Monmouth, as seen through Micah’s eyes, is equally complex. He is feckless, indecisive, unstable and cowardly but also well-meaning and generous. He is basically a reasonably decent man who happens to be hopelessly unsuited for the role he tries to play and catastrophically out of his depth.

Micah himself has a certain complexity. He is brave and keen to do what he conceives to be his duty but he has much to learn about life and about human nature, and about himself. 

Like most historical novelists of his day Conan Doyle has his characters speak in a slightly archaic manner. If taken to excess this can be tiresome but Conan Doyle exercises a welcome restraint in this respect. The archaisms are just enough to give the flavour of bygone days without being distracting. They might not be terribly authentic but I personally  feel that they are necessary, in moderation. It’s important in historical novels to make some attempt to convey the idea to the reader that these are not people of our own time. Their values and beliefs are not quite the same as ours. Their values and beliefs are not necessarily superior or inferior to ours but they are different. Conan Doyle was always able to capture this essential quality of historical fiction, of making us aware that we are dealing with a world just a little different from our own, and he was always able to do it subtly and unobtrusively. 

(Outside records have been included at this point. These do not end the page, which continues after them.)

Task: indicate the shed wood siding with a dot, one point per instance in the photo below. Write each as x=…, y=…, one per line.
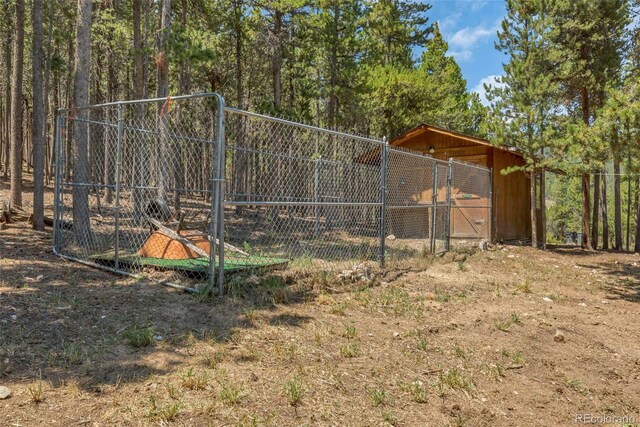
x=511, y=200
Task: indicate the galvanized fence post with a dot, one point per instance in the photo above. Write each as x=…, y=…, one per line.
x=57, y=203
x=220, y=194
x=117, y=184
x=447, y=243
x=384, y=152
x=316, y=194
x=434, y=203
x=491, y=215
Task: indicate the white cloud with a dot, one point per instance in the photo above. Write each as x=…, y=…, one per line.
x=489, y=80
x=461, y=55
x=465, y=38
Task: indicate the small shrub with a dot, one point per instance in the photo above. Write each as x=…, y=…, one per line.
x=390, y=418
x=212, y=360
x=418, y=392
x=230, y=393
x=378, y=396
x=195, y=381
x=350, y=350
x=524, y=287
x=515, y=318
x=460, y=351
x=350, y=332
x=36, y=392
x=294, y=390
x=422, y=344
x=339, y=308
x=139, y=336
x=163, y=412
x=73, y=353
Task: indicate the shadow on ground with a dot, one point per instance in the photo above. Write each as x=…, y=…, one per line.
x=63, y=321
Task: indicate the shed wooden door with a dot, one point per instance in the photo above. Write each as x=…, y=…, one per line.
x=470, y=203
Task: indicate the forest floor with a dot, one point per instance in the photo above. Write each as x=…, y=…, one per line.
x=511, y=336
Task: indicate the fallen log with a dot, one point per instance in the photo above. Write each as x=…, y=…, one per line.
x=172, y=234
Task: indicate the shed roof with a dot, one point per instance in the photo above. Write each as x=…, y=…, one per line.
x=425, y=128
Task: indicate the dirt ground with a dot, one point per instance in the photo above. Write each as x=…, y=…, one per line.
x=507, y=337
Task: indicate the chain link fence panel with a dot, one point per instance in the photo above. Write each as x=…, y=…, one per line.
x=185, y=187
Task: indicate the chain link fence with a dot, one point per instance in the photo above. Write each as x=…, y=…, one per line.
x=186, y=186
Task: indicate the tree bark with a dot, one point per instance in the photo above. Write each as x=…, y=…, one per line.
x=636, y=246
x=7, y=111
x=162, y=91
x=15, y=196
x=617, y=200
x=543, y=206
x=333, y=70
x=595, y=220
x=534, y=218
x=586, y=180
x=138, y=93
x=604, y=211
x=81, y=222
x=38, y=119
x=277, y=60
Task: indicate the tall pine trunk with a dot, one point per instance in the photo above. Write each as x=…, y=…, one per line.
x=617, y=200
x=595, y=226
x=604, y=210
x=7, y=112
x=80, y=150
x=636, y=246
x=138, y=93
x=162, y=91
x=38, y=119
x=15, y=196
x=534, y=219
x=277, y=60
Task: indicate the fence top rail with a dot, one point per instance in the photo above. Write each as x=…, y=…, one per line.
x=216, y=95
x=302, y=125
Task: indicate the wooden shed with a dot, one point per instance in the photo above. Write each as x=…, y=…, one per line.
x=511, y=203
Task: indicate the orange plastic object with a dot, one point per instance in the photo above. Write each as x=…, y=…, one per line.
x=158, y=245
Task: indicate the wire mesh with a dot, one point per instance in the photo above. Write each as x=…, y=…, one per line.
x=140, y=197
x=168, y=185
x=298, y=192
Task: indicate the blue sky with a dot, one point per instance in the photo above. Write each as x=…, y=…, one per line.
x=470, y=26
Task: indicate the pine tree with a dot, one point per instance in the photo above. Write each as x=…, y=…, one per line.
x=392, y=28
x=38, y=119
x=586, y=43
x=447, y=102
x=523, y=107
x=15, y=196
x=81, y=222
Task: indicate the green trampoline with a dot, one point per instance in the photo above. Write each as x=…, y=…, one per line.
x=193, y=265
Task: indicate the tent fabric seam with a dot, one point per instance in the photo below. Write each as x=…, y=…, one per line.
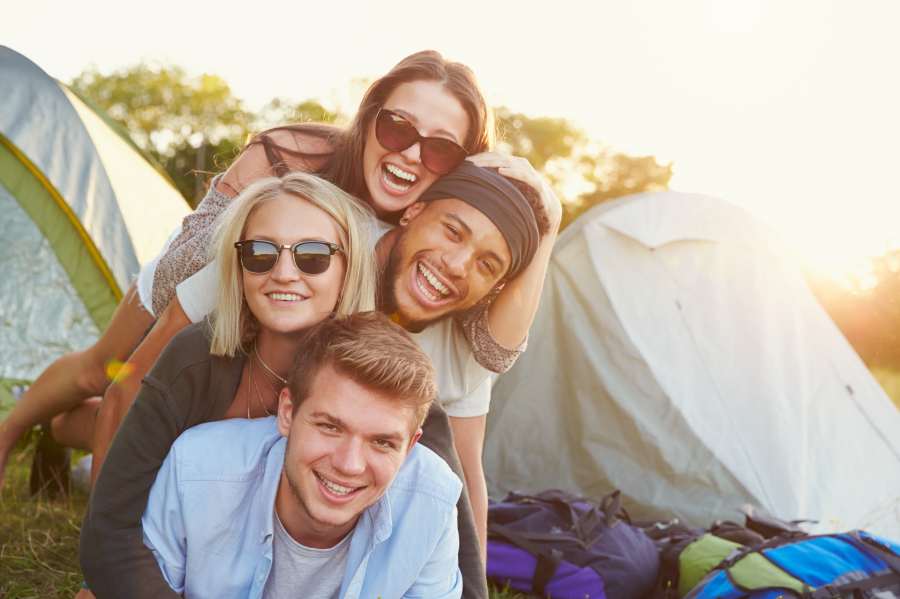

On the whole his prose is lucid and lively with a good deal of wit. All of his historical novels contain a good deal of humour, and Micah Clarke is no exception. Conan Doyle took his historical fiction very seriously but he also intended it to be entertaining, and he succeeded admirably in that endeavour.

Don’t be put off reading this book if you know nothing about Monmouth’s rebellion. The author gives you all the historical background you need.

The White Company remains Conan Doyle’s greatest historical novel but Micah Clarke is an impressive example of the genre. It’s intelligent, complex and hugely enjoyable. Highly recommended.